项目作者: evdubs

项目描述 :
ETL for the SPDR ETF holdings XLS documents
高级语言: Racket
项目地址: git://github.com/evdubs/spdr-etf-holdings.git
创建时间: 2017-12-06T08:06:47Z
项目社区:https://github.com/evdubs/spdr-etf-holdings

开源协议:Mozilla Public License 2.0

下载


spdr-etf-holdings

These Racket programs will download the SPDR ETF holdings XLS documents and insert the holding data into a PostgreSQL database.
The intended usage on Windows with Microsoft Excel is:

  1. $ racket extract.rkt
  2. $ racket transform-load-com.rkt

On other platforms, you will need to do something like the following (and will need some bit of software to do the XLS->CSV transformation):

  1. $ racket extract.rkt
  2. $ for f in `ls /var/local/spdr/etf-holdings/date/` ; do libreoffice --headless --convert-to csv --outdir /var/local/spdr/etf-holdings/date $f ; done
  3. $ racket transform-load-csv.rkt

If you have libreoffice installed, you can instead just do the following as XLS->CSV conversion using libreoffice is supported within the process:

  1. $ racket extract.rkt
  2. $ racket transform-load-csv.rkt -c

You will need to provide a database password for the transform-load-*.rkt programs.
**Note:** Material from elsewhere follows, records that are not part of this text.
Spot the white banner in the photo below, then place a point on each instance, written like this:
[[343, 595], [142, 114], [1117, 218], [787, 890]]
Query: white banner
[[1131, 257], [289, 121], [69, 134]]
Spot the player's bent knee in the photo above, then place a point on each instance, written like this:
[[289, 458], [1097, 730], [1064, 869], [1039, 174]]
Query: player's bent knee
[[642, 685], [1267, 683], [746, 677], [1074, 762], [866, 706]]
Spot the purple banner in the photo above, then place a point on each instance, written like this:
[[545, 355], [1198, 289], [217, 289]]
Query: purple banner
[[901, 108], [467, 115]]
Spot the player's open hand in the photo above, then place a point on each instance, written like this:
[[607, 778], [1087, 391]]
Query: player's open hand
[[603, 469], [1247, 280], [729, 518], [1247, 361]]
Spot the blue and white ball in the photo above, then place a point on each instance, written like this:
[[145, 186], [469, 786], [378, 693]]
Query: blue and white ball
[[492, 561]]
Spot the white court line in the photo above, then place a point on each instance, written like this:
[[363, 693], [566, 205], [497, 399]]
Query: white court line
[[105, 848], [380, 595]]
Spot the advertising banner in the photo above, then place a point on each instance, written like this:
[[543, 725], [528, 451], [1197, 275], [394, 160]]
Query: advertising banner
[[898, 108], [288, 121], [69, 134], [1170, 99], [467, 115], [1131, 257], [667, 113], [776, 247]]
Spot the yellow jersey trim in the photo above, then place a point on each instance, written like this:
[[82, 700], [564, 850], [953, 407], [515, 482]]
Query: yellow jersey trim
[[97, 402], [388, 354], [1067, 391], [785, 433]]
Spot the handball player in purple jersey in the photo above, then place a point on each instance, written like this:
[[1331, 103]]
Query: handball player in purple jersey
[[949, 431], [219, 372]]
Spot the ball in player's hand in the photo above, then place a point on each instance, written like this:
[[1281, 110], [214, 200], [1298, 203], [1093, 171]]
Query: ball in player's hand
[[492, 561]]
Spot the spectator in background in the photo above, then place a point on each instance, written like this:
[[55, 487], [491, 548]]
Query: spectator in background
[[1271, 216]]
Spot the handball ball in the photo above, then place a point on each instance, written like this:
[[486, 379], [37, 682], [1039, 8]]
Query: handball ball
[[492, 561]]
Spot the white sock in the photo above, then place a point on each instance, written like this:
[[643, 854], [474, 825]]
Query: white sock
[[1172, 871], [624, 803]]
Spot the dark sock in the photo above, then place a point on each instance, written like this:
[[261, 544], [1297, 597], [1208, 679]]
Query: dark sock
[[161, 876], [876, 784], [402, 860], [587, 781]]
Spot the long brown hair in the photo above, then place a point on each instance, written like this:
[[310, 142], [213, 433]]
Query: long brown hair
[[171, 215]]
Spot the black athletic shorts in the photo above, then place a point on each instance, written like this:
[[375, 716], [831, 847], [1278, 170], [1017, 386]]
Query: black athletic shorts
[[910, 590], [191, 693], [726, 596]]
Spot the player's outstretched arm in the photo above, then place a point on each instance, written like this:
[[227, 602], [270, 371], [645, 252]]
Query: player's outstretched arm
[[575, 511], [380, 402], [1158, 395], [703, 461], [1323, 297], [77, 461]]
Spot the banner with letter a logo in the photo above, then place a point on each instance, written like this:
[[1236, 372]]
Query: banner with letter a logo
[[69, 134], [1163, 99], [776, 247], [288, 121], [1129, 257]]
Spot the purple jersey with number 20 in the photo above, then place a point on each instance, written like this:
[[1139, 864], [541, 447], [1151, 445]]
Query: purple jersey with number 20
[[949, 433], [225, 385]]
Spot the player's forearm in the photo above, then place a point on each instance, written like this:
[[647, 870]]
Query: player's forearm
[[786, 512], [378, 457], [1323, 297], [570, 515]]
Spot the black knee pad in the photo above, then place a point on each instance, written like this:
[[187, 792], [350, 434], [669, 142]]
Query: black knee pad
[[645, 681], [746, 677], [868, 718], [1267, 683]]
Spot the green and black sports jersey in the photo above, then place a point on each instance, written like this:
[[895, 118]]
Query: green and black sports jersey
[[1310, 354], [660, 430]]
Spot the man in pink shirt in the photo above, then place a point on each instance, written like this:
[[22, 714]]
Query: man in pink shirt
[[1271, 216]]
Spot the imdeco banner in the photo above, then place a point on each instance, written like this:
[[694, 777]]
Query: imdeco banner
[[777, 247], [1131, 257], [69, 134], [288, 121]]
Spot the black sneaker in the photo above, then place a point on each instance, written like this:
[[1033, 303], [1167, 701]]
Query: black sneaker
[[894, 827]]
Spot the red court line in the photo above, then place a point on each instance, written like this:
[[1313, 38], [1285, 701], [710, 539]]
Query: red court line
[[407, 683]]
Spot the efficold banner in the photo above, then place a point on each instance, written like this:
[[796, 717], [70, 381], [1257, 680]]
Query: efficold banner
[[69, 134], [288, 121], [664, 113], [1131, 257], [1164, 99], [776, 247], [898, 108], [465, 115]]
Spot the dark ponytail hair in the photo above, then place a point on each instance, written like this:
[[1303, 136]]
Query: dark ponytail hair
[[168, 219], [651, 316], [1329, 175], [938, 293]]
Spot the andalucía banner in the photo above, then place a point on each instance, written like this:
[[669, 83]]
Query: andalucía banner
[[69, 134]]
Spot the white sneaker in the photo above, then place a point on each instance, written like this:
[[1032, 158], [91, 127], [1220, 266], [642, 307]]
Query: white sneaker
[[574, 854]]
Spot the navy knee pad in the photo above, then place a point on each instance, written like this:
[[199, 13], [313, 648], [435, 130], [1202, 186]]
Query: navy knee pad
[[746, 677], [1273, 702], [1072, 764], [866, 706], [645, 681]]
The available parameters are:

  1. $ racket transform-load-csv.2019-11-02.rkt -h
  2. racket transform-load-csv.2019-11-02.rkt [ <option> ... ]
  3. where <option> is one of
  4. -b <folder>, --base-folder <folder> : SPDR ETF Holdings base folder. Defaults to /var/local/spdr/etf-holdings
  5. -c, --convert-xls : Convert XLS documents to CSV for handling. This requires libreoffice to be installed
  6. -d <date>, --folder-date <date> : SPDR ETF Holdings folder date. Defaults to today
  7. -n <name>, --db-name <name> : Database name. Defaults to 'local'
  8. -p <password>, --db-pass <password> : Database password
  9. -u <user>, --db-user <user> : Database user name. Defaults to 'user'
  10. --help, -h : Show this help
  11. -- : Do not treat any remaining argument as a switch (at this level)
  12. Multiple single-letter switches can be combined after one `-`. For
  13. example: `-h-` is the same as `-h --`

The provided schema.sql file shows the expected schema within the target PostgreSQL instance.
This process assumes you can write to a /var/local/spdr folder. This process also assumes you have loaded your database with NASDAQ symbol
file information. This data is provided by the nasdaq-symbols project.

Dependencies

It is recommended that you start with the standard Racket distribution. With that, you will need to install the following packages:

  1. $ raco pkg install --skip-installed gregor http-easy tasks threading

Format and URL updates

On 2020-01-01, the URL for SPDR ETF documents changed; extract.2020-01-01.rkt uses this new location.

On 2019-11-02, columns were added to the SPDR ETF documents; transform-load.2019-11-02.rkt can process these new columns.